Je voudrais presque finir par vous témoigner d’une réussite extraordinaire dans ce qu’on appelle le transfert de connaissances. Je crois que chacun d’entre nous devrait lire ce livre, car il est une excellente mise en œuvre de ce qu’est le transfert de connaissances lorsqu’il s’agit de transmettre un savoir assez complexe, basé sur une science parfois ardue, à un grand public de la population générale. Il s’agit du livre « Le Charme discret de l’intestin: Tout sur un organe mal aimé » de Giulia Enders. Ce livre est un bijou et un modèle et devrait presque faire partie du contenu de notre enseignement tant on réactive l’intérêt d’un de nos organes et ses luttes intestines dans ces rapports avec le cerveau et l’esprit.

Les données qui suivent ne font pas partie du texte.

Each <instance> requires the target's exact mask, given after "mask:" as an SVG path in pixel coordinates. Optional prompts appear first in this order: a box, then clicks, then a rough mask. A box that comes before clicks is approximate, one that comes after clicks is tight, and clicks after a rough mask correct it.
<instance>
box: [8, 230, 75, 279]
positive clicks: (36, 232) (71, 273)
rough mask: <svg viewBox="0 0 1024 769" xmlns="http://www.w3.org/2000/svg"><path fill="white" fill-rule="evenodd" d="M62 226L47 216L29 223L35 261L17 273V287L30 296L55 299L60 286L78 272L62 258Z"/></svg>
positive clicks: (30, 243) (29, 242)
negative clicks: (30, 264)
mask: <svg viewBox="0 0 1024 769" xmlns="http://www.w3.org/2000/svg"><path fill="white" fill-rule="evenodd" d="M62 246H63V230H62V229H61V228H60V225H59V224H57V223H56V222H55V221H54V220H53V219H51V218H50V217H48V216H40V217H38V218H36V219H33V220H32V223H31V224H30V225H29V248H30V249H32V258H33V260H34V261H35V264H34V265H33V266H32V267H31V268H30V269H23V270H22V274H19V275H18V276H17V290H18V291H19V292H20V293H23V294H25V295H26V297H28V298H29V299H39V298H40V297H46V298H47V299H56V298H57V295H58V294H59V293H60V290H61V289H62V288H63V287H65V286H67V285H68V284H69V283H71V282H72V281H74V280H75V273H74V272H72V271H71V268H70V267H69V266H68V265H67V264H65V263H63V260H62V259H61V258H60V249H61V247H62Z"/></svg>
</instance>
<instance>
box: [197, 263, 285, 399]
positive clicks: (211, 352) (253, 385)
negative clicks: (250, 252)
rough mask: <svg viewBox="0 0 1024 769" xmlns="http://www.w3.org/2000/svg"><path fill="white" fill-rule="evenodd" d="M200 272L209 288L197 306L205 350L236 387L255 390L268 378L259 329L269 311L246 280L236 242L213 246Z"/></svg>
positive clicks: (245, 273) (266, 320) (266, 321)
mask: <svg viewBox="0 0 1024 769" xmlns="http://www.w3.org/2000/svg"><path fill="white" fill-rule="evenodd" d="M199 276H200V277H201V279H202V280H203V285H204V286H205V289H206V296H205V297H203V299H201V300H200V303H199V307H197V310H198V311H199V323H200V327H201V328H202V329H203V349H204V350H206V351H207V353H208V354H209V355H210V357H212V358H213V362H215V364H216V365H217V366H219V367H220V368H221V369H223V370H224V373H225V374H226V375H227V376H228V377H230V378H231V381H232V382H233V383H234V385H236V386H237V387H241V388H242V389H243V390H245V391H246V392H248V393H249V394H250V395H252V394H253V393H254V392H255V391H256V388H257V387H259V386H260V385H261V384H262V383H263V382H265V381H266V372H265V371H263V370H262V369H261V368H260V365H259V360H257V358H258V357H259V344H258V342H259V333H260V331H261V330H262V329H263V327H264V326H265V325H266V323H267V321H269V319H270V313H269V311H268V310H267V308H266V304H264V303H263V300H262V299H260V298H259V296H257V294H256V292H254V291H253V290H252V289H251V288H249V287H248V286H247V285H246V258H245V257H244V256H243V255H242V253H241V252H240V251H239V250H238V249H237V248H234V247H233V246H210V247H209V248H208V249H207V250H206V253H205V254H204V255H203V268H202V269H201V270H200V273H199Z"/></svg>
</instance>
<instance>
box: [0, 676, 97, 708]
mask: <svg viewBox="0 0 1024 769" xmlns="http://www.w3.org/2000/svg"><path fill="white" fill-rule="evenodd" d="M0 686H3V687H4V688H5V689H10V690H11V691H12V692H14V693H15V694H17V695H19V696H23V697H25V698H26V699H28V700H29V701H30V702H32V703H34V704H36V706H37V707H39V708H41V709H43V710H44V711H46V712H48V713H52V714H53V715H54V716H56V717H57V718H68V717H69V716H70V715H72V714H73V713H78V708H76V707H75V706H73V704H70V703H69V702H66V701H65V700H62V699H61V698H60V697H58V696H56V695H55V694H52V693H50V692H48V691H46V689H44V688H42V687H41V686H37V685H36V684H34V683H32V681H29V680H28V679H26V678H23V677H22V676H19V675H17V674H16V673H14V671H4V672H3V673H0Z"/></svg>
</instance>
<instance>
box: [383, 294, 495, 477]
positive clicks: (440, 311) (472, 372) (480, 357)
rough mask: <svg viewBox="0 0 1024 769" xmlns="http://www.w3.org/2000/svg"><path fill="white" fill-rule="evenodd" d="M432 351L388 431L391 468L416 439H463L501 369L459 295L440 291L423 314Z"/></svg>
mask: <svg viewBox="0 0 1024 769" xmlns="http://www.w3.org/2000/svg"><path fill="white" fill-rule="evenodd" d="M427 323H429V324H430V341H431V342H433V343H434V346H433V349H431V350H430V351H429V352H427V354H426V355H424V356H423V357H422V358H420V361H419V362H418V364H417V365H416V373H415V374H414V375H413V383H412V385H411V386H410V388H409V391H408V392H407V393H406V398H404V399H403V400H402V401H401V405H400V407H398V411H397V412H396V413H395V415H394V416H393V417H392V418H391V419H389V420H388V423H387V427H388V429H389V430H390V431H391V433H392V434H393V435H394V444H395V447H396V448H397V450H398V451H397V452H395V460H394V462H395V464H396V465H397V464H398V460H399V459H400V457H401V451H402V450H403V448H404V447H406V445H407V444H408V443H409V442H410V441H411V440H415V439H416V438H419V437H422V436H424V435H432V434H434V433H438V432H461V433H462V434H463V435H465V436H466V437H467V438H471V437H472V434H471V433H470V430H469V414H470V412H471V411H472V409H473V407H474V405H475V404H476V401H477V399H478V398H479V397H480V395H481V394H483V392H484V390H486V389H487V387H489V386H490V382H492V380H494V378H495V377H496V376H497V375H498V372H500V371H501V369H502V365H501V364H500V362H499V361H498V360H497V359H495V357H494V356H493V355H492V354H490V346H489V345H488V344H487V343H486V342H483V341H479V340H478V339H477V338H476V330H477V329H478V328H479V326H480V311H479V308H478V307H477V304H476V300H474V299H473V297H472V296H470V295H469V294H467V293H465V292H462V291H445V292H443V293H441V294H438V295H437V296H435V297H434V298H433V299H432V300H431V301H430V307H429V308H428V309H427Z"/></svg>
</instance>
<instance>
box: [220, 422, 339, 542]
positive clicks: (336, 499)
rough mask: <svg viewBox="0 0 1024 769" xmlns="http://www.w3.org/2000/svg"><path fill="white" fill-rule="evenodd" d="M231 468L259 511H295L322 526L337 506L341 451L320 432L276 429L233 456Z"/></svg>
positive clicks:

Pour finir, je vous partage cette impression que ce début d’année 2016 est une année très spéciale par le nombre de décès de personnes importantes pour notre culture et notre vie en société. Les chanteurs, les imprésarios, les artistes et cinéastes dont un meurt deux fois, nous rappelle le temps qui reste. Umberto Eco, un illustre de notre culture est récemment décédé. Il avait ravivé sans doute, pour un grand nombre d’entre nous, un grand intérêt pour les bibliothèques. Dans ce contexte, je vous invite avec enthousiasme à aller à la Grande bibliothèque de Montréal et voir l’exposition virtuelle de 10 des bibliothèques les plus fascinantes au monde, créée par Robert Lepage. Il s’agit d’un moment délicieux où à l’aide de lunettes de réalité virtuelle vous voyagez au cœur de la bibliothèque d’Alexandrie, de Washington, de Paris, d’Ottawa, etc. Les psychiatres, en effet, ne doivent pas s’éloigner des bibliothèques. Je suis parfois inquiet d’entrevoir qu’un manque de culture pourrait se manifester aux portes de l’avenir de la psychiatrie.
Bonne lecture, bonne visite et à bientôt lors de notre retraite.